The vessel potentially “provides a low-cost addition to the PLA Navy’s operational capabilities in a low-threat environment and its logistical capabilities,” said Carl Schuster, a former director of operations at the U.S. Pacific Command’s Joint Intelligence Center.

Given its light construction, the ship might serve as a helicopter or drone carrier for the China Coast Guard, which is increasingly deployed as a quasi-military force, Schuster said.

“Possessing an aviation platform would expand (the Coast Guard’s) surveillance capability in the distant waters of the southern South China Sea and potentially east of Taiwan,” Schuster added.

China launched large-scale military drills around Taiwan earlier in October, flying a record number of fighter jets and other warplanes around the island.

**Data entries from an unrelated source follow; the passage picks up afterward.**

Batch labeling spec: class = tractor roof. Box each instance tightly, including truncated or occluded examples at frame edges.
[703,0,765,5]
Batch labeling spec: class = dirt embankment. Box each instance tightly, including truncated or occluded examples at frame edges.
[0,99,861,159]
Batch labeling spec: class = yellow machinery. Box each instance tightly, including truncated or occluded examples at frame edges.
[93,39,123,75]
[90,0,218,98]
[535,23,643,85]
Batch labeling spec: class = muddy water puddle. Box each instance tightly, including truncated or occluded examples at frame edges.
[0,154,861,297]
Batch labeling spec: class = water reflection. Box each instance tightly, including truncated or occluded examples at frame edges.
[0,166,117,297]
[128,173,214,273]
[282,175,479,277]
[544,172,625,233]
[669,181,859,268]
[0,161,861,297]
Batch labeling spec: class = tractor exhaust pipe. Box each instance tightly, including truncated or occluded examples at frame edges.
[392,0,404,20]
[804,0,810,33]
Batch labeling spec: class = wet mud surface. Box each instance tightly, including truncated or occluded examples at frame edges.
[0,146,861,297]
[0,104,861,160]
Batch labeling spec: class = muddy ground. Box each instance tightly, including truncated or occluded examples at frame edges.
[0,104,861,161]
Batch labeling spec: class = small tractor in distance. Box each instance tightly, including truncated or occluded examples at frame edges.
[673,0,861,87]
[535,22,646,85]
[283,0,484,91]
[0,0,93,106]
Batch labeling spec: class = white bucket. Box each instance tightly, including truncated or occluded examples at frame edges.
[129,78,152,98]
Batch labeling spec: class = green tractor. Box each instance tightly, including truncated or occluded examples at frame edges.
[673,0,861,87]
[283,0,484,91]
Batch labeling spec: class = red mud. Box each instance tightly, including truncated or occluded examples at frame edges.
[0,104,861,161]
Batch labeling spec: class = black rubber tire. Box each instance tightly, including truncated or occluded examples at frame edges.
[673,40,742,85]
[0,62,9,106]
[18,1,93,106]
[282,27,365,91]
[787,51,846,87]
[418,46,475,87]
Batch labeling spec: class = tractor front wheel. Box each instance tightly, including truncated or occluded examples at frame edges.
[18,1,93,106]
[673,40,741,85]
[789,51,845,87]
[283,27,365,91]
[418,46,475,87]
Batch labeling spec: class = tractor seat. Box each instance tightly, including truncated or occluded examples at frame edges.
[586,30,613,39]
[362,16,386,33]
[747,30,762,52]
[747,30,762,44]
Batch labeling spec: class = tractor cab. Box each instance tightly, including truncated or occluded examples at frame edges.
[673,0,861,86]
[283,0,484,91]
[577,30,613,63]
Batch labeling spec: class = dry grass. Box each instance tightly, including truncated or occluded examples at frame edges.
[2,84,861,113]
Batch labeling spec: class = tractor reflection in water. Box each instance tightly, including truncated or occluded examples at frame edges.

The one-day military exercises, the latest in a series of recent war games conducted by Beijing against its neighbor, displayed an unprecedented involvement of Coast Guard vessels that operated in areas around Taiwan and its outlying islands of Matsu and Dongyin, just off China’s southeastern coast.

“The new flattop would be a significant addition to any Coast Guard quarantine enforcement operation such as that potentially practiced two weeks ago and over the last two years,” Schuster said.

Beijing has become more assertive in its home region, using the military to press its claims in the South China Sea and intimidate Taiwan – a self-governing democracy that China’s ruling Communist Party has vowed to take, by force if necessary.

But the new vessel could also be very useful in a humanitarian capacity, providing quick and cost-effective relief and evacuation in non-combat situations, Schuster said.

“It could also serve as a logistics support and repair ship in an amphibious operation once the beach was secured,” the expert added.

“It is too frail to enter a contested beach area, but they might consider it in desperate situations.”

In another exhibition of China’s growing naval power, the Liaoning and the Shandong completed their first-ever dual-carrier exercises in late October, according to the state-run Xinhua news service.

An aerial photo of the exercise showed the two carriers steaming side by side, with fighter jets overhead and at least 11 support ships from their carrier strike groups trailing.

Conducted in the South China Sea, the exercise was “aiming to enhance the integrated combat capability of the aircraft carrier formations” and was “part of the Liaoning aircraft carrier formation’s regular real-combat training in the high seas,” Xinhua said.

Schuster, the former U.S. Navy captain, called the exercise “yet another indicator of the PLA Navy’s growing maritime capabilities.”

“Twin carrier operations add another level of complexity to a fleet’s operations,” he said, with the exercise enabling the fleet to test logistical requirements and coordinate communications among the ships in the flotilla.

The state-run Global Times quoted a Chinese naval expert, Song Zhongping, as saying the exercise enabled the two carriers to “complement each other’s strengths and consolidate their advantages.”

“The Liaoning and the Shandong may have different numbers of aircraft carried, different escorting vessels, and thus distinct capabilities for air defense, anti-submarine warfare, and anti-ship operations,” Song said in the Global Times report.